Newspapers issue strong warning on climate
Getting ready for the Copenhagen climate talks
By Janet Raloff
HAMBURG, GERMANY I’m staying with distant kin, for a few days, and woke up this morning to find my host had placed a newspaper editorial on the breakfast table. It’s from a Bavarian newspaper, the Süddeutsche Zeitung. The same let’s-get-tough-on-climate editorial ran in 55 other newspapers in 45 nations. Among English-language papers, the Miami Herald was apparently the sole U.S. outlet.
“Newspapers have never done anything like this before but they have never had to cover a story like this before,” said Alan Rusbridger, editor-in-chief of the Guardian, a British newspaper, in an explanatory piece. “No individual newspaper editorial could hope to influence the outcome of Copenhagen but I hope the combined voice of 56 major papers speaking in 20 languages will remind the politicians and negotiators gathering there what is at stake – and persuade them to rise above the rivalries and inflexibility that have stood in the way of a deal.”

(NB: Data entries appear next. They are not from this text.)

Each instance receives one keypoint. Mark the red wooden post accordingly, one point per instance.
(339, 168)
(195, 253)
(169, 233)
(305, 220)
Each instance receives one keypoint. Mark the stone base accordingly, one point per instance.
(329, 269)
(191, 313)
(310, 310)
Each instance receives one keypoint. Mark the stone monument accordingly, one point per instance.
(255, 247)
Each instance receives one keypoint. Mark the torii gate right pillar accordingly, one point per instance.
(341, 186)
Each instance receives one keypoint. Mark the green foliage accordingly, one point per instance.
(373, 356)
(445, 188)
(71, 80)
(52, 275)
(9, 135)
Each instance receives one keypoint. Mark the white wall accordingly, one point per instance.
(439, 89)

While some editorial voices in the States have raised support for domestic engagement in global-climate protection, the current page-one commentary is longer and stronger than any I’ve seen to date in U.S. papers. It argues what has previously been reported on forests’ worth of newsprint in recent years: that Earth is warming, that human activities have played a substantial role, and that “so far the world’s response has been feeble and half-hearted.” It acknowledges on this, the opening day of the UN Climate Change Conference, that few attendees expect a treaty will culminate from the upcoming fortnight of discussion, debates and compromise. But it argues that substantial progress toward engineering the bare bones of such a treaty is within the negotiators’ reach. And that they must grasp what’s within reach.

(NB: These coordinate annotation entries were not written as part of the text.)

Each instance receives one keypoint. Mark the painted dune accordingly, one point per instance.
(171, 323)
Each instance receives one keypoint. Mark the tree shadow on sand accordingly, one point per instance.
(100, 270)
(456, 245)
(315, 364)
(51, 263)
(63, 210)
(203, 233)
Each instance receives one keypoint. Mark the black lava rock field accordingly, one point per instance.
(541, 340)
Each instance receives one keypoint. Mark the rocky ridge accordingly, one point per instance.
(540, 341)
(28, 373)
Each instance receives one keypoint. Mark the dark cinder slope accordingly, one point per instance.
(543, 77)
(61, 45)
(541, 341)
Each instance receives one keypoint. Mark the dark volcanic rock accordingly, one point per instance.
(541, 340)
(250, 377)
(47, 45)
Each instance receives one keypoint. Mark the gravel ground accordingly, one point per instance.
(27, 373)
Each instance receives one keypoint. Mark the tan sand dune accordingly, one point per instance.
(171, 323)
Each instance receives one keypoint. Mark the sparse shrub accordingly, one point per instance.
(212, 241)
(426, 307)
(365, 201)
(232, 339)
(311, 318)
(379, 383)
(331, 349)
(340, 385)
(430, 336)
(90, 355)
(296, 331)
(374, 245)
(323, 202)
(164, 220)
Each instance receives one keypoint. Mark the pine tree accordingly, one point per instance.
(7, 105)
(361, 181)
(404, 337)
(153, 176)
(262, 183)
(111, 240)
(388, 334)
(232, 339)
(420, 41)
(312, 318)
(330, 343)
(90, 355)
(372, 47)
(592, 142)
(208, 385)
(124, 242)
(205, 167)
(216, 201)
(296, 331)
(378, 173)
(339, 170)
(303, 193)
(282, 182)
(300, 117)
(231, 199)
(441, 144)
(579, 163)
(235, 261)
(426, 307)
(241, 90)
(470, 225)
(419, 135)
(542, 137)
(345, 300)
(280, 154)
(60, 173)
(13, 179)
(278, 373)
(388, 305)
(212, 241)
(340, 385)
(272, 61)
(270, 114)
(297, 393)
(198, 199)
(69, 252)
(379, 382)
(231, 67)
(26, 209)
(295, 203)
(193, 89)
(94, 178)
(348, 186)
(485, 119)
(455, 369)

Written by the Guardian staff, it has strong words for the U.S. bottleneck on global action – one that began with a failure to enact strong domestic climate-protection legislation and a refusal to adopt the Kyoto Protocol. And it says what most Westerners don’t want to hear. That insuring – if not ensuring – the health of the environment and its stewards (i.e. humanity) will take money, creativity and concerted action around the globe. It takes a no pain, no gain attitude. Sure, we will feel some pain in coming years, it says, but that’s to save the planet from long and dire agony in the next few centuries.

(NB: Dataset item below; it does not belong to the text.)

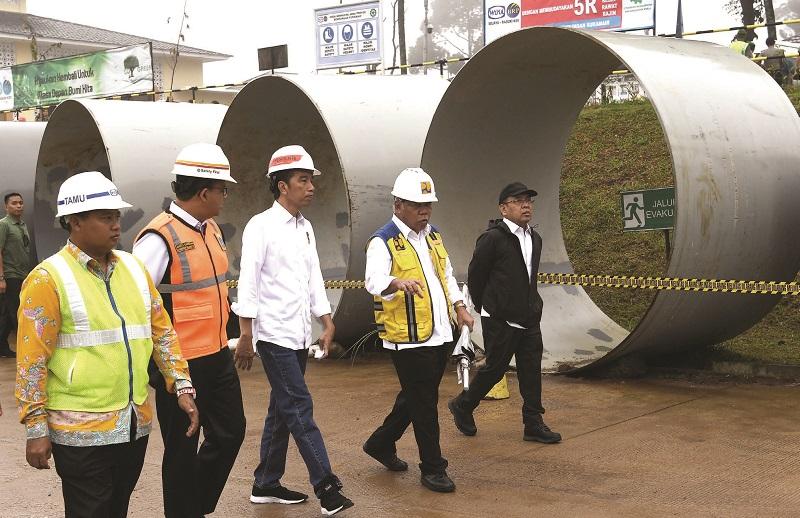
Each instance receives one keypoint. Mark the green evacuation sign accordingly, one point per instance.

Frankly, I don’t understand. We buy insurance to save our families from the threat of catastrophic ruin. Why would we not buy insurance for our planet – our life-support system – in the name of pollution controls, energy conservation and reforestation? Many of these measures would actually save us money in the long run (if life-cycle accounting were conducted), helping subsidize other climate “insurance” policies. So, I would think such a strategy is a no brainer.
Procrastination is not a sound policy. Nor is adopting just any change. We need to be smart about how we spend our resources. But we in the North and especially in the West must accept the need to invest in insurance promptly. And to share some of our collective largesse with the have-nots. After all, much of our nations’ financial wealth has been accrued over the past century by exploiting more than our fair share of Earth’s resources and spewing more than our fair share of climate-altering pollution.
The argument should not be over whether we make changes, but instead about how to get the most climate protection for the buck. Resource thrift should become what Americans brag about, not our conspicuous consumption.